Resource Group naming consistency and convention

[RichardYule]

Using the "Deploy to Azure" button workflow, I've deployed Enterprise Scale - Lite (single platform subscription) with no networking.

This gives me resource groups that follow a naming convention: rg-ama-prod-001 (suggested but editable on the Platform management, security and governance page) rg-amba-monitoring-001 (suggested but editable on the Baseline alerts and monitoring page)

and resource groups that do not: [enterpriseScaleCompanyPrefix]-asc-export [enterpriseScaleCompanyPrefix]-mgmt

Where enterpriseScaleCompanyPrefix is the "Resource Prefix (Root ID)" from the Azure core setup page I think - fine for management groups, but not for resource groups.

My request is for all resource groups to follow a single naming convention and be suggested, but editable through the accelerator configuration steps.

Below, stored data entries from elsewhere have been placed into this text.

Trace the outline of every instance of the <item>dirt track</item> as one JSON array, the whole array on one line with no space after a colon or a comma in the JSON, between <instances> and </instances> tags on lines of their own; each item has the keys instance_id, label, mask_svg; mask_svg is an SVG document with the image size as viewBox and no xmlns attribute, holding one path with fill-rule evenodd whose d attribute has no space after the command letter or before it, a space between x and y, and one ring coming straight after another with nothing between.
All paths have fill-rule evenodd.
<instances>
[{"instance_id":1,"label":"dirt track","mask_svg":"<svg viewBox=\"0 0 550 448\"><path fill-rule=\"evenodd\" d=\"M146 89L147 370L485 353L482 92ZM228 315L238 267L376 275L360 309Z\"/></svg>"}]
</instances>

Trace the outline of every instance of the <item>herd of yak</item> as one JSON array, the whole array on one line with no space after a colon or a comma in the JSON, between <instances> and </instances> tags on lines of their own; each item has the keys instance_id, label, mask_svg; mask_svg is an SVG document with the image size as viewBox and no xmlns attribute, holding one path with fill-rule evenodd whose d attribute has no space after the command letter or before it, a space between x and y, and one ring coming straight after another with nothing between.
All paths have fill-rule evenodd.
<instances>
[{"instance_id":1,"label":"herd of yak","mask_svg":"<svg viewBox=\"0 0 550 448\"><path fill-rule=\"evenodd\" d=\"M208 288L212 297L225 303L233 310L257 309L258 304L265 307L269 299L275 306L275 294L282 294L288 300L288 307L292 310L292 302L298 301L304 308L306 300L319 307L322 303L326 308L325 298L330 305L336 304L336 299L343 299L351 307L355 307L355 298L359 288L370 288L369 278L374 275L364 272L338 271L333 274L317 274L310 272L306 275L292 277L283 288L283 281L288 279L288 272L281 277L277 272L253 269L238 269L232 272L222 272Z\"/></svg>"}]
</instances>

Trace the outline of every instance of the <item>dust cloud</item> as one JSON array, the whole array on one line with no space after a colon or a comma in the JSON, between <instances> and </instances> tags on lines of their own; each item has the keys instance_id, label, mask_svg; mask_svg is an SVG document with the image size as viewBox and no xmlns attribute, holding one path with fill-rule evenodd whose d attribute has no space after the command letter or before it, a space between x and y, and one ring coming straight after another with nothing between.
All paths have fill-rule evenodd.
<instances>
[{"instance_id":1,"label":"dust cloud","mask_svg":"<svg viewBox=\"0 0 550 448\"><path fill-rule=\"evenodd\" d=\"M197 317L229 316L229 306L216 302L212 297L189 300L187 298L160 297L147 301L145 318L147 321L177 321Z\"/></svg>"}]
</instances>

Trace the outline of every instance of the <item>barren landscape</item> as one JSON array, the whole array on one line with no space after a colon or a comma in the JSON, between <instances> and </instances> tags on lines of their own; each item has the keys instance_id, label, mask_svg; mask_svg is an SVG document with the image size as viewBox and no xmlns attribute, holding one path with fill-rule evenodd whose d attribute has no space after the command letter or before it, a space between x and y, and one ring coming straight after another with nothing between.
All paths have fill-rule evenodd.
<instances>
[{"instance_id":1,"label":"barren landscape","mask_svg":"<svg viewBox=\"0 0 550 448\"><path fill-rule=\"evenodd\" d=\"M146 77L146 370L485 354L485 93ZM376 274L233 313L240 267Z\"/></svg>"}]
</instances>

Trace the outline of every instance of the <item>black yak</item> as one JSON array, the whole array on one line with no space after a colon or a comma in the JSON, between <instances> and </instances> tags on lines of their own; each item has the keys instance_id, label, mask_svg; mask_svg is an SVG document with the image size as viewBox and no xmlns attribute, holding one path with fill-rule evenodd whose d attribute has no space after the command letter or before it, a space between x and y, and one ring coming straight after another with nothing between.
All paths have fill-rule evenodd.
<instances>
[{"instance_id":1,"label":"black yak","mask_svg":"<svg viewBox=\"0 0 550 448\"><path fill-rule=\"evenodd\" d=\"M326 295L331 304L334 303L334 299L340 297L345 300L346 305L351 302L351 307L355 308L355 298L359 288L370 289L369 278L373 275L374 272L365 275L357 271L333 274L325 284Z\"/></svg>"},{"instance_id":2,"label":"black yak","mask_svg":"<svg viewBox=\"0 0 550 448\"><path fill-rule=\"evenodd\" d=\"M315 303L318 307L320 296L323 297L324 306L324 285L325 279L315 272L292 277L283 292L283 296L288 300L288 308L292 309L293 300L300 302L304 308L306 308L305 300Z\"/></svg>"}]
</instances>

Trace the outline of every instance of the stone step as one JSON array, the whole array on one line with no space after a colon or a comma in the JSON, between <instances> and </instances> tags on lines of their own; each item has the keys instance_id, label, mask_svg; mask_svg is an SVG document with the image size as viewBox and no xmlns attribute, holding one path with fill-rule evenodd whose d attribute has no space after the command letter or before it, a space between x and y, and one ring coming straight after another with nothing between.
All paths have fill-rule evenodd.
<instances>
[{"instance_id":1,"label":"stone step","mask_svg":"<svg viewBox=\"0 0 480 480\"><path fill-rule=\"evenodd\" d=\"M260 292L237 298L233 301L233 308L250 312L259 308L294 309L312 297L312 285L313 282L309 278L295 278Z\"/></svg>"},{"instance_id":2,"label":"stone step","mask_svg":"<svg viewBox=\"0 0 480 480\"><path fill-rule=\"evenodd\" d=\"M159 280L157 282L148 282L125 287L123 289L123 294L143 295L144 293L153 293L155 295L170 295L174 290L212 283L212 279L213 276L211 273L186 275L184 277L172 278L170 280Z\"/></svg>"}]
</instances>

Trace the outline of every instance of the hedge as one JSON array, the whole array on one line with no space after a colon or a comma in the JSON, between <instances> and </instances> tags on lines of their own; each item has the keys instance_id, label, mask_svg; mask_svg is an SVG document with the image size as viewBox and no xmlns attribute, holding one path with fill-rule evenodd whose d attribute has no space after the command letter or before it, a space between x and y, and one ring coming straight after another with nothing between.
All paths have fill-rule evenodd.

Background: I'm testing this configuration with a Partner VS Enterprise subscription and an M365 Dev tenant to give my colleagues an example of "Azure done right" with Policy, Monitor, Defender etc. If the resource groups names don't follow convention, it fails my "done right" criteria (inconsistent naming has caused all sorts of issues in my experience).

[Springstone]

@RichardYule really great observation, and we'll put this on our backlog.

Please note, there is a LOT of change coming in the next release that will be our focus for the short term.

[mundayn]

Hey @Springstone

There is already a long running issue here for naming also fyi - Jack advised it was on the backlog a while back: https://github.com/Azure/Enterprise-Scale/issues/674

But as per this issue, having everything namable by the portal accelerator would be awesome, so we can customize for each client easily.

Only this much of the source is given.